Acne most commonly appears in teenagers. In fact, the American Academy of Dermatology, or AAD, says that each year, 85 percent of all teens will have acne. But people older than 20 aren't immune to pimples, and acne often affects people as old as age 50. In women who get acne as adults, a hormonal imbalance often is to blame.
Acne has several causes, including oily skin, too many dead skin cells and bacterial overgrowth. In the case of acne that's due to a hormonal imbalance, high levels of hormones called androgens overstimulate the glands that produce the skin's oil. The oil then combines with the dead skin cells to form a pasty substance that clogs pores, and also nurtures bacteria, leading to infection. Pimples and inflammation result.
Some women who suffer from acne due to a hormonal imbalance have a condition called polycystic ovary syndrome, or PCOS. Women with PCOS typically have high levels of androgens circulating in their bodies, which lead to acne, irregular or absent menstrual cycles, and other health problems. According to WomensHealth.gov, as many as 5 million women in the United States have PCOS, and it can affect girls as young as 11 years old. In addition to acne, symptoms include facial hair growth and weight gain.
Most women with hormonally-driven acne do not have PCOS, and many have normal androgen levels. These women generally have oil-producing glands that are especially sensitive to fluctuating hormone levels, which makes the glands overreact as hormones ebb and flow during a normal menstrual cycle. That's why many women tend to experience acne breakouts just before or during their periods.
Oral contraceptives can treat acne that occurs due to a hormonal imbalance because they tend to lower levels of androgen hormones in the body while lessening hormonal swings. A 2009 study published in the medical journal "Contraception" concluded that oral contraceptives effectively treat moderate acne that resulted from abnormal levels of circulating androgens.
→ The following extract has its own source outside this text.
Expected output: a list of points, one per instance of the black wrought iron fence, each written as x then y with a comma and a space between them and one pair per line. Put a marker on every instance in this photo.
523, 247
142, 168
In that study, women treated with oral contraceptives experienced a 55 percent reduction in acne lesions after six months.
Women who experience acne that they believe is linked to a hormonal imbalance should get checked out by a physician, especially if they have other symptoms of PCOS, such as facial hair growth or irregular menstrual periods. PCOS treatments include oral contraceptives, lifestyle modifications, and possibly other types of medications. Women without PCOS symptoms but who get acne that seems to be related to their menstrual cycle should schedule a visit with their physician to determine if oral contraceptives can help with their acne breakouts.